Mistaking lighters for toys has been proven to be deadly: On September 25, 2007 15-month old and 2-year old of Russellville, Arkansas, died after setting fire to their apartment with a motorcycle-shaped lighter. Another child was in grocery store in Livermore, Maine last June with his mother buying sandwiches. Thinking it might be a flashlight, the 6-year-old picked up a miniature baseball bat and flicked the switch. A flame shot out, singeing his eyebrow and burning part of his face.

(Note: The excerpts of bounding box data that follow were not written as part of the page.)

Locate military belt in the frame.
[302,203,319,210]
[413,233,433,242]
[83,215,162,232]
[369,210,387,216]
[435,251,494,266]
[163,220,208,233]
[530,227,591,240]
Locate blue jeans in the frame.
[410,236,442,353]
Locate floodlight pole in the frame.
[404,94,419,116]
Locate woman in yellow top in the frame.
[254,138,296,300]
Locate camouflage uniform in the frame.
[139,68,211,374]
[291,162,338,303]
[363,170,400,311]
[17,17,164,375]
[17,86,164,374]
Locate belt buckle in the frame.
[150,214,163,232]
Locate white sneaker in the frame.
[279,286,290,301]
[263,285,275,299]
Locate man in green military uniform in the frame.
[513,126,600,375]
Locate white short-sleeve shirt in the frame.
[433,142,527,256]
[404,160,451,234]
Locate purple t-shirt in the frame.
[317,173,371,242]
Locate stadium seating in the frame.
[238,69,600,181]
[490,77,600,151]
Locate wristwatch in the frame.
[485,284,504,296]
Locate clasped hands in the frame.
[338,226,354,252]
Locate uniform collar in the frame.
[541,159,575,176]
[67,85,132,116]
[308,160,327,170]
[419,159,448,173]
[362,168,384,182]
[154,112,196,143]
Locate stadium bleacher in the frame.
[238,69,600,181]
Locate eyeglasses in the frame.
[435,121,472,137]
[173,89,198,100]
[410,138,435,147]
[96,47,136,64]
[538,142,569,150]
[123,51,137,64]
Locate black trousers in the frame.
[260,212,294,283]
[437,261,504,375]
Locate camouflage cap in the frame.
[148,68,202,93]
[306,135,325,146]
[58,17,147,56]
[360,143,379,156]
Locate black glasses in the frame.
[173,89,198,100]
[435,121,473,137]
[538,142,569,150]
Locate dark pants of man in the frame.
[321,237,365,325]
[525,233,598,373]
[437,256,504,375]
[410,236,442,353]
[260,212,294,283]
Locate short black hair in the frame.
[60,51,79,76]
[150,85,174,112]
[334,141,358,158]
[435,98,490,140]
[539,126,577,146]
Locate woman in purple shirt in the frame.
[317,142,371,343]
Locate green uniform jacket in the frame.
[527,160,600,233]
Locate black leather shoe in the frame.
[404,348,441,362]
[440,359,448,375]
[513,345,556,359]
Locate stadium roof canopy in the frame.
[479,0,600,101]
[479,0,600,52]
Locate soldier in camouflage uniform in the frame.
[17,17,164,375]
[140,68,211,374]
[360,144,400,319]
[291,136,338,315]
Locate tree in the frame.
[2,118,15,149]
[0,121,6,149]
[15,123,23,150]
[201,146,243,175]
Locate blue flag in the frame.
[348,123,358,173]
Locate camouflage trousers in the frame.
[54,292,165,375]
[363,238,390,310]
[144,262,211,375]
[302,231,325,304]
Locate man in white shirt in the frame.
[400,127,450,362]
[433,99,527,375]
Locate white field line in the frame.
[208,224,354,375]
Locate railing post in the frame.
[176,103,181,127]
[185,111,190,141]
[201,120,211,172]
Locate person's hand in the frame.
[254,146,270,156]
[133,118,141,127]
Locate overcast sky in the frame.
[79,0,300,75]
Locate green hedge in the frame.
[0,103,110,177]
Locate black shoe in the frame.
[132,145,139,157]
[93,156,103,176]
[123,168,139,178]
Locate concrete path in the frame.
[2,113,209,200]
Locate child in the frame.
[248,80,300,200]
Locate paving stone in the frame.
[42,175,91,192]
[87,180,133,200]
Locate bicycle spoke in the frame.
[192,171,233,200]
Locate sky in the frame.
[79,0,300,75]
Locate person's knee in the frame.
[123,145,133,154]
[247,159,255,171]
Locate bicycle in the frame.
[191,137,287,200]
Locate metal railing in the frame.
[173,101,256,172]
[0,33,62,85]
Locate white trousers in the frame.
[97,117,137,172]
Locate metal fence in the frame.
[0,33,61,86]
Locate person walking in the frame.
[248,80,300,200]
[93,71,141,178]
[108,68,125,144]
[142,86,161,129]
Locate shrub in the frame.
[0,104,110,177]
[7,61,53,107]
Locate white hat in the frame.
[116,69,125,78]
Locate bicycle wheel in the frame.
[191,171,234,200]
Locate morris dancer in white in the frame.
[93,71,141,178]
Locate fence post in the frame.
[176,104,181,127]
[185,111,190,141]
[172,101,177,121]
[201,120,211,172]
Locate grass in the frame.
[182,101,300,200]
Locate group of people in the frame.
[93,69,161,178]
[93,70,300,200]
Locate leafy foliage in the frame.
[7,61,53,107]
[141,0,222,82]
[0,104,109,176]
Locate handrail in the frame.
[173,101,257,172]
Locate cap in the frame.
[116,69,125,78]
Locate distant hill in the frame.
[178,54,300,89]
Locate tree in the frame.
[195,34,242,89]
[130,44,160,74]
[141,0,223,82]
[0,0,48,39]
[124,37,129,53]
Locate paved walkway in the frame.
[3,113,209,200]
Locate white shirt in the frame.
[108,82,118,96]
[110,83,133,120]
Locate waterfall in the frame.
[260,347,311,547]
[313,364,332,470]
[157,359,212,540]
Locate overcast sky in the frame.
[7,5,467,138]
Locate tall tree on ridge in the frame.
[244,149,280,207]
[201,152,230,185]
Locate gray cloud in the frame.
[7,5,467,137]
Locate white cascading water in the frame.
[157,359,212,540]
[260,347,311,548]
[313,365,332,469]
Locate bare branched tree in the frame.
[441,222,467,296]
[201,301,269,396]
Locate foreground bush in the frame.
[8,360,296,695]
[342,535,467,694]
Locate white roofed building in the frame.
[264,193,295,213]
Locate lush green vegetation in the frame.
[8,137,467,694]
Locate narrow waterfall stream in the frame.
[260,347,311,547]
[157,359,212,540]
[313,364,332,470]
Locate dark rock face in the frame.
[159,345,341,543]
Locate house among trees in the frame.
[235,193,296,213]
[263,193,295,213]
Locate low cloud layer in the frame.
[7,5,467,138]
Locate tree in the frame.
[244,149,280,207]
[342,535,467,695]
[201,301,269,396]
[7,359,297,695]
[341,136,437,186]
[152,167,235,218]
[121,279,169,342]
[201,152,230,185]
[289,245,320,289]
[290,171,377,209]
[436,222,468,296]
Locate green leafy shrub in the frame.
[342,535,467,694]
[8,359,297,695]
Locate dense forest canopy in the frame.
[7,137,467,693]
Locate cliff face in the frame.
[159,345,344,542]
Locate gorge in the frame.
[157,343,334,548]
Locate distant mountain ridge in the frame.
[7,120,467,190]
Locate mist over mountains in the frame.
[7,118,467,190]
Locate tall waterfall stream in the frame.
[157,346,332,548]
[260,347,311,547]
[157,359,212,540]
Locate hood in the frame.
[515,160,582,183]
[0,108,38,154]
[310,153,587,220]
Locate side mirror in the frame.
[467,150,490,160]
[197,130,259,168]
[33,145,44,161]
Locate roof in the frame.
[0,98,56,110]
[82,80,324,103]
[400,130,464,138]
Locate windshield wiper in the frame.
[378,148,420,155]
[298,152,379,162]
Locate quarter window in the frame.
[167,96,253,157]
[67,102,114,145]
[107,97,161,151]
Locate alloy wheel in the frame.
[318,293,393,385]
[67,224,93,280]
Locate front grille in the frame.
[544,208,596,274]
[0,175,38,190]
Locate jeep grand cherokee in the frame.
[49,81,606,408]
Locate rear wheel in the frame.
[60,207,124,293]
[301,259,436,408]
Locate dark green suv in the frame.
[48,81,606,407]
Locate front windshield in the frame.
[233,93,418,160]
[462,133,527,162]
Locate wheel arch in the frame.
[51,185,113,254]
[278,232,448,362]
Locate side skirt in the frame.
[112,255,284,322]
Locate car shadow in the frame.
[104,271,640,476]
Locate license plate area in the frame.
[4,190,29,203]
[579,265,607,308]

Children are not the only ones fooled by novelty lighters. Beaverton, Michigan resident purchased a novelty lighter for her 4-year-old child after mistaking it for a toy. In 2006, a South Carolina woman shot herself in the hand while attempting to light a cigarette with what she thought was a pistol-shaped novelty lighter.
A fire marshal in Wisconsin was making a purchase at a local home improvement store when his 12-year-old daughter picked up what she believed was a tape measure. When she clicked the button on the tape measure, a flame came out. Fortunately, the child was not hurt and the owner of the store voluntarily stopped selling the lighters.
In North Carolina, a six year-old boy sustained second-degree burns after playing with a lighter that looked like a toy cell phone. In Maryland, playground equipment was set on fire by three girls using a gun-shaped lighter. In Oregon, one child died and another was permanently brain damaged after a six year-old, playing with a lighter that looked like a toy dolphin, started a fire. In another incident, a mother was severely burned after her child, playing with a lighter that resembled a Christmas tree, ignited the woman's bed.
Some local and State governments are taking action by banning the sale of toy-like and novelty lighters, and limiting their distribution. Maine was the first State to pass a ban on toy-like and novelty lighters, passing the legislation on March 14, 2008. Tennessee also passed a ban, in April 2008. Other States considering bans are Alabama, Connecticut, Iowa, Michigan, Ohio, Oregon, and Vermont. In addition to State bans and restrictions on the sale of toy-like and novelty lighters, numerous local jurisdictions have passed ordinances. These include more than 19 jurisdictions in Arkansas, another 6 in California, and Yakima County in Washington State.
On May 11, 2006, the European Consumer Protection Commission adopted a decision requiring Member States to ensure that, from March 11, 2007 cigarette lighters are child resistant when placed on the EU market. The decision also prohibits placing lighters on the market that resemble objects that are particularly attractive to children, so-called novelty lighters. According to the European Standard, a lighter shall not be novelty-like, because the inherent risk is significantly higher. The novelty lighters are attractive for children and, taking into account children's normal behavior, risk of burning injury is present during their use. "It's now time for the U.S. Consumer Product Safety Commission (CPSC) to follow suit," said the National Association of Fire Marshals in a recently passed resolution. As Oregon State Fire Marshal Nancy Orr wrote to the CPSC, "There are no good reasons that lighters should be manufactured to resemble toys."